Schweikhard Frank Philipp, Kosanke Anika, Lange Sandra, Kromrey Marie-Luise, Mankertz Fiona, Gamain Julie, Kirsch Michael, Rosenberg Britta, Hosten Norbert
Institute for Diagnostic Radiology and Neuroradiology, University Medicine of Greifswald, 17475 Greifswald, Germany.
Institute for Psychology, University of Greifswald, 17489 Greifswald, Germany.
Healthcare (Basel). 2024 Mar 23;12(7):706. doi: 10.3390/healthcare12070706.

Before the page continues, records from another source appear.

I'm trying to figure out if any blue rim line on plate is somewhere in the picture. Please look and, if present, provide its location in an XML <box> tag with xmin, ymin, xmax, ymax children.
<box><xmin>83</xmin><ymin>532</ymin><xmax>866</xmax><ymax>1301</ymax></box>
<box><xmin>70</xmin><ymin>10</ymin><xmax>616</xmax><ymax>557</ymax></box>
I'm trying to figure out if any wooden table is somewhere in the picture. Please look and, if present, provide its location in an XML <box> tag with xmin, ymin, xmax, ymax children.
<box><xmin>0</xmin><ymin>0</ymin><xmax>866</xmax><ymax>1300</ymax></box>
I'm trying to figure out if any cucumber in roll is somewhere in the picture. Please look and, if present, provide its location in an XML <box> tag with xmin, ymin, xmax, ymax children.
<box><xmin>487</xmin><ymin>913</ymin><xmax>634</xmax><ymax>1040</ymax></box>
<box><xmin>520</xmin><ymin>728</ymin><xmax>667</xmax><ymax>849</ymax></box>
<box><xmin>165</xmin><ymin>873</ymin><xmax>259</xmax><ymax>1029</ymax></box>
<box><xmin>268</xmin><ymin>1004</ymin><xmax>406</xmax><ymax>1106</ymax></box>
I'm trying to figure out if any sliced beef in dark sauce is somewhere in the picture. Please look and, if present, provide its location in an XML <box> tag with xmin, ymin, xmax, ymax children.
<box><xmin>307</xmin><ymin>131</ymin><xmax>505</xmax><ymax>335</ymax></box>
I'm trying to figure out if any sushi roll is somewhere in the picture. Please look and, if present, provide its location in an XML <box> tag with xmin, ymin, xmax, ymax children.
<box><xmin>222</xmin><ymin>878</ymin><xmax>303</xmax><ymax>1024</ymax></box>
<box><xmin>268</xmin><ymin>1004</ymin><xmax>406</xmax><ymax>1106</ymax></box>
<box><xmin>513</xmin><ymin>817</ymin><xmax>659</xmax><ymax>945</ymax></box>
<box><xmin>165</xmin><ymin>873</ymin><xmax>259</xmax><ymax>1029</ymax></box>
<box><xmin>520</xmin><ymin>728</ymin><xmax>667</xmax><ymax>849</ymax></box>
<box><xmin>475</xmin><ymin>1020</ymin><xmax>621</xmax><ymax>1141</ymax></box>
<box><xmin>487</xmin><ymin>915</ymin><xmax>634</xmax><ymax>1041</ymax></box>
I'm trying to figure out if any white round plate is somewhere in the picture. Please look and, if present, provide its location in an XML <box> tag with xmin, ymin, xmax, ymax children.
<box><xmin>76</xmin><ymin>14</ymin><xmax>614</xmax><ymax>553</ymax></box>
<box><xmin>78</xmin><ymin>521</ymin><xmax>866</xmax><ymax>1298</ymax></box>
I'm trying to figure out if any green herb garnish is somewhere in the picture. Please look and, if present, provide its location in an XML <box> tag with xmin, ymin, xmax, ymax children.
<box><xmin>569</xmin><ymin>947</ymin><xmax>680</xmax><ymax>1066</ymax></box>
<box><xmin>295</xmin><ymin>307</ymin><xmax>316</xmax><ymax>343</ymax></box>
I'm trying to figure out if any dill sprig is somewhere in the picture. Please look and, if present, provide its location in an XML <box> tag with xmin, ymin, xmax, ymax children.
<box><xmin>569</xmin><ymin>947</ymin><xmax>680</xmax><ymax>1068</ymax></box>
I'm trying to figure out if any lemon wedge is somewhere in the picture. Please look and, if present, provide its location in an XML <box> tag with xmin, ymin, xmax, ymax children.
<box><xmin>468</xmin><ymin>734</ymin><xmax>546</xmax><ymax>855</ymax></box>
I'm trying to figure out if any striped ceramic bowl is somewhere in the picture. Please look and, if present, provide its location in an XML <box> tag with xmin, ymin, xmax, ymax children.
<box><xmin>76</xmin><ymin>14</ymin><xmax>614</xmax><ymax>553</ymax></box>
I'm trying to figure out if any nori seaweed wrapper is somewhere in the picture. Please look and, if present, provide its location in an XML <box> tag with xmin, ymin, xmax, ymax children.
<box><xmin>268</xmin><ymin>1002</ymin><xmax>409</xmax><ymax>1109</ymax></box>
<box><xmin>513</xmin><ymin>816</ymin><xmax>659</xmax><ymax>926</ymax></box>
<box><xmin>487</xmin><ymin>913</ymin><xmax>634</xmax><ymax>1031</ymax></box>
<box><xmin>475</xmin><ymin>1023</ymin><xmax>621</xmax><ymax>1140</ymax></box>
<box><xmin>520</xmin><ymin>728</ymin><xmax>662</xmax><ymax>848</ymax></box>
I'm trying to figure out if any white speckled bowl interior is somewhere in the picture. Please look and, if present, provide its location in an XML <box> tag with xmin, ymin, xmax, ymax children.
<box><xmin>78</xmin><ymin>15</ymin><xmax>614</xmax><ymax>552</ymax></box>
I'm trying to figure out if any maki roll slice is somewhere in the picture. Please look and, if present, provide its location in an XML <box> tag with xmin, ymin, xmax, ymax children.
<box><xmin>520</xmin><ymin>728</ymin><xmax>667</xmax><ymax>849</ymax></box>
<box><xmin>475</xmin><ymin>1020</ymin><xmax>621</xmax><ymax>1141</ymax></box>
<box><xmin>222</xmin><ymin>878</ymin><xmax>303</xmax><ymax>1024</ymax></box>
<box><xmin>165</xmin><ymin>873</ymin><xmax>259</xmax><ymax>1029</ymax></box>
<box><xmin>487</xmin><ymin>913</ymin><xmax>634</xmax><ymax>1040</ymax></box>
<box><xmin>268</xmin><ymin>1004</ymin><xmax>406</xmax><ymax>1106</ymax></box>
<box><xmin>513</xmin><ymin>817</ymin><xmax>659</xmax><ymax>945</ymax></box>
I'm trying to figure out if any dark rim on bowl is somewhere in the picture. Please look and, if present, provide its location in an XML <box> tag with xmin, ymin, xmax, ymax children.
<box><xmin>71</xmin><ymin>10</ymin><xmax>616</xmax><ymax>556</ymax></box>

This retrospective study evaluated a commercial deep learning (DL) software for chest radiographs and explored its performance in different scenarios. A total of 477 patients (284 male, 193 female, mean age 61.4 (44.7-78.1) years) were included. For the reference standard, two radiologists performed independent readings on seven diseases, thus reporting 226 findings in 167 patients. An autonomous DL reading was performed separately and evaluated against the gold standard regarding accuracy, sensitivity and specificity using ROC analysis. The overall average AUC was 0.84 (95%-CI 0.76-0.92) with an optimized DL sensitivity of 85% and specificity of 75.4%. The best results were seen in pleural effusion with an AUC of 0.92 (0.885-0.955) and sensitivity and specificity of each 86.4%. The data also showed a significant influence of sex, age, and comorbidity on the level of agreement between gold standard and DL reading. About 40% of cases could be ruled out correctly when screening for only one specific disease with a sensitivity above 95% in the exploratory analysis. For the combined reading of all abnormalities at once, only marginal workload reduction could be achieved due to insufficient specificity. DL applications like this one bear the prospect of autonomous comprehensive reporting on chest radiographs but for now require human supervision. Radiologists need to consider possible bias in certain patient groups, e.g., elderly and women. By adjusting their threshold values, commercial DL applications could already be deployed for a variety of tasks, e.g., ruling out certain conditions in screening scenarios and offering high potential for workload reduction.
这项回顾性研究评估了一款用于胸部X光片的商用深度学习(DL)软件,并探讨了其在不同场景下的性能。共纳入477例患者(男性284例,女性193例,平均年龄61.4(44.7 - 78.1)岁)。作为参考标准,两名放射科医生对七种疾病进行独立解读,共报告了167例患者的226项检查结果。单独进行自动DL解读,并使用ROC分析对照金标准评估其准确性、敏感性和特异性。总体平均AUC为0.84(95%可信区间0.76 - 0.92),优化后的DL敏感性为85%,特异性为75.4%。在胸腔积液方面取得了最佳结果,AUC为0.92(0.885 - 0.955),敏感性和特异性均为86.4%。数据还显示,性别、年龄和合并症对金标准与DL解读之间的一致性水平有显著影响。在探索性分析中,当仅筛查一种特定疾病且敏感性高于95%时,约40%的病例可以正确排除。对于一次性综合解读所有异常情况,由于特异性不足,只能实现边际工作量的减少。像这样的DL应用有望实现胸部X光片的自动综合报告,但目前仍需要人工监督。放射科医生需要考虑某些患者群体(如老年人和女性)可能存在的偏差。通过调整阈值,商用DL应用已经可以用于各种任务,例如在筛查场景中排除某些情况,并具有很大的工作量减少潜力。